Leopoldo Rodríguez, President, the Mexican Wind Energy Association (AMDEE) stated that about 800 MW of wind power capacity, corresponding to seven wind farms, remains stuck due to a lack of permits. He stressed that the private energy sector is willing to contribute about 37 percent to Mexico’s clean power production goals set at COP27, provided that some market conditions are met.
Rodríguez explained that the seven wind farms are finished but the stalled approval of their permits has delayed operations. "They are waiting to be authorized to enter into commercial operation, some are carrying out tests but need an update for permits so they can begin to operate," Rodriguez said.
During the COP27, held in Sharm el-Sheikh, Egypt in November, Marcelo Ebrad, Mexico’s Minister of Foreign Affairs, committed to increasing renewable energy generation in the next eight years to reach a 40 GW capacity. Furthermore, he announced an increase in the emission reduction target from 22 to 35 percent by 2030.
Rodríguez said private companies have the capacity to contribute 15GW of clean energy to support Mexico’s energy transition. This will account for 37 percent of the clean energy generation targets that Mexico committed to achieving by 2030. According to Rodríguez, this would imply an investment of US$15 billion and would generate between 25,000 and 30,000 jobs.
The regulatory blockage by the federal government has also affected other projects already in an advanced stage, which would add an extra 5GW of renewable power capacity. "Once the permits are authorized, these projects can be built and financed rather quickly," Rodriguez said. Furthermore, an additional 10 to 20 GW could be implemented toward 2030 if the government were to consider the development of offshore wind technology.
The AMDEE president is confident that the goals established by the federal government can be reached if old power plants are replaced with renewable electricity generation facilities. “In addition to investing in new plants, transmission and distribution networks are also required, as well as battery storage systems,” Rodriguez added.
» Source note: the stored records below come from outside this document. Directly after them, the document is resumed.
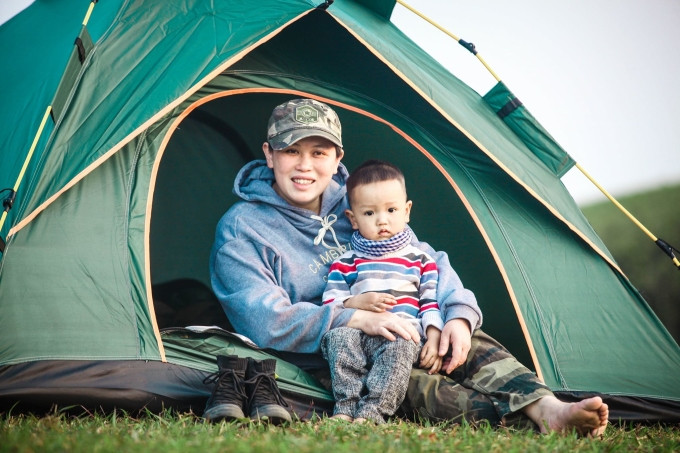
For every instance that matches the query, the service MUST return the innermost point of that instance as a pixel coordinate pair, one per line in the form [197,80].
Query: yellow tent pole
[26,161]
[89,12]
[667,248]
[36,138]
[468,45]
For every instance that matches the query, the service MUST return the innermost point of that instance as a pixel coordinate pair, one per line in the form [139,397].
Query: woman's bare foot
[343,417]
[588,417]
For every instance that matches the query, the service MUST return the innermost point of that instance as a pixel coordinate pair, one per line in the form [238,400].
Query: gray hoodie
[270,260]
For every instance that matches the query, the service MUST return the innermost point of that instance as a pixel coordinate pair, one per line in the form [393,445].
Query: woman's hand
[371,301]
[457,335]
[429,355]
[385,324]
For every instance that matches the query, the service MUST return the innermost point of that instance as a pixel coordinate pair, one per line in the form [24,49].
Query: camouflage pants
[492,385]
[369,374]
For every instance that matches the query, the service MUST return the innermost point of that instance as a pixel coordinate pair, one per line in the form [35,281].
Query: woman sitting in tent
[273,249]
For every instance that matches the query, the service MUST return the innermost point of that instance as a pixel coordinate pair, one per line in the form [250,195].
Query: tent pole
[468,45]
[26,161]
[8,204]
[663,245]
[667,248]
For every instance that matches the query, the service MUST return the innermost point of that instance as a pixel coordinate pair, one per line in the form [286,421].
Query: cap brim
[285,139]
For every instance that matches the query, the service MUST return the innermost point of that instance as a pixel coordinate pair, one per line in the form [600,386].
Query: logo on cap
[306,114]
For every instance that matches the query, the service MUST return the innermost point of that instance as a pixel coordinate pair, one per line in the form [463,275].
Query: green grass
[170,432]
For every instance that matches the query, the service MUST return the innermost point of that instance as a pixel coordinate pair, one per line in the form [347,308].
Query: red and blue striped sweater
[409,274]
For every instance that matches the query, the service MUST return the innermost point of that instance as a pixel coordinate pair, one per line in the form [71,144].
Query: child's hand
[375,302]
[429,355]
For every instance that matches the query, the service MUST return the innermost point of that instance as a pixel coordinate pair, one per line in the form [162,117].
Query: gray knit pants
[369,374]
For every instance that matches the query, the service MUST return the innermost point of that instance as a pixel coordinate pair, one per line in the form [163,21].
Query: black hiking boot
[229,396]
[266,403]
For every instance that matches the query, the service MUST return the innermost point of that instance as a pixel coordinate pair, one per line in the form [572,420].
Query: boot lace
[235,392]
[265,390]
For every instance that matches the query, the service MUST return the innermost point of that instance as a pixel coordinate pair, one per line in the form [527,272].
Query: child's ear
[268,154]
[352,220]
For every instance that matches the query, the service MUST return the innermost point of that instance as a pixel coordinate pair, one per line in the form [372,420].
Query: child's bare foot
[343,417]
[588,417]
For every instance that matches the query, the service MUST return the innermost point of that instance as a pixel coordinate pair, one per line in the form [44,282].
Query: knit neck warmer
[379,248]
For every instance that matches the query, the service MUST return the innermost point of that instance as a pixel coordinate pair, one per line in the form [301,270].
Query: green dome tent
[161,103]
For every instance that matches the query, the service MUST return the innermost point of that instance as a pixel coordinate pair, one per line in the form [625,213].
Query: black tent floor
[137,385]
[133,386]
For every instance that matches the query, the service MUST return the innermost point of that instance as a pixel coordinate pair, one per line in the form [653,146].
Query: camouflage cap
[301,118]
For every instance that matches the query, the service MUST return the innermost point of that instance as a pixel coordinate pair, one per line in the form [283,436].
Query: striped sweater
[409,274]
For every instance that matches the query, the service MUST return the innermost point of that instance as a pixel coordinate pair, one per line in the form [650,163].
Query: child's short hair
[373,171]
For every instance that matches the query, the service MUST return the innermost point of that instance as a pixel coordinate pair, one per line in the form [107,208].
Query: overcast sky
[602,76]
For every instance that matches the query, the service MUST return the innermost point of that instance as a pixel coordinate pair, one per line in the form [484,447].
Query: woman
[272,252]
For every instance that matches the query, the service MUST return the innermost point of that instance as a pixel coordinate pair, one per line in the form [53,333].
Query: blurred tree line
[649,269]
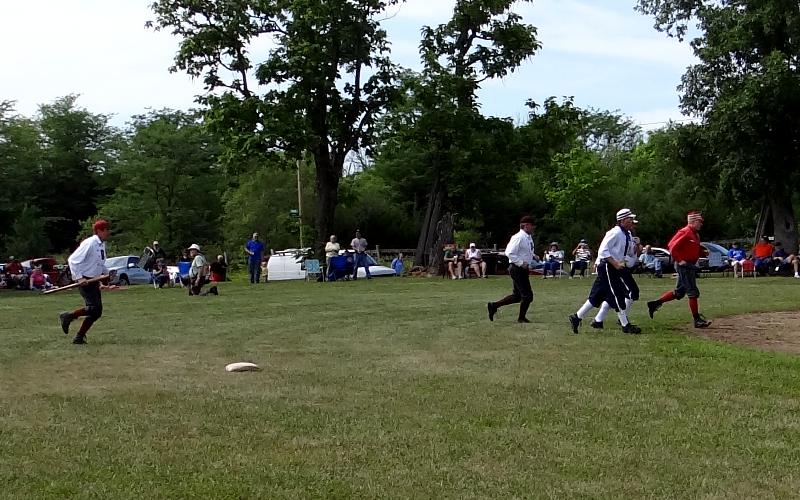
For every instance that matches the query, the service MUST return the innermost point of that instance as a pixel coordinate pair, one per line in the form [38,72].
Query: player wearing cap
[86,262]
[520,253]
[609,286]
[685,249]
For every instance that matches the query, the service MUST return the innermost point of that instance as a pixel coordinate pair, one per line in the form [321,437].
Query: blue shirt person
[254,249]
[397,265]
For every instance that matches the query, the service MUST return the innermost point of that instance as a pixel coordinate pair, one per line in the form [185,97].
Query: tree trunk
[427,233]
[327,186]
[784,224]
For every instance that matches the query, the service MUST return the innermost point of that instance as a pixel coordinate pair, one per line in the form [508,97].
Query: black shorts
[608,287]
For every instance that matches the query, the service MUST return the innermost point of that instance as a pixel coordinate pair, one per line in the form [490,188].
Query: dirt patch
[777,331]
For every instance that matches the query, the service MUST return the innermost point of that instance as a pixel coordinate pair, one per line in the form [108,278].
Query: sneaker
[575,321]
[652,307]
[65,319]
[701,322]
[631,328]
[492,310]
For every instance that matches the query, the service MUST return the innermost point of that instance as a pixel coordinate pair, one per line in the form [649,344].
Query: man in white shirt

Rodríguez highlighted that to achieve net zero emissions, a reliable electricity system with renewable energy sources, where private companies and the government work together, is essential.
Rodríguez asserted that a detailed, comprehensive plan is needed to accomplish the goal of reducing 35 percent of greenhouse gas emissions by 2030. He highlighted that the roles that the private sector and the government will play in this transition need to be defined soon.
In this regard, the reduction in the costs of renewable energy technologies is favorable. Rodríguez explained that in Mexico, the price of clean power tech has been reduced by 70 percent since 2006. “In 2009, when the installation of wind farms began in the country, the average cost was about US$2.6 million/MW, today it stands at US$1 million/MW,” Rodríguez pointed out.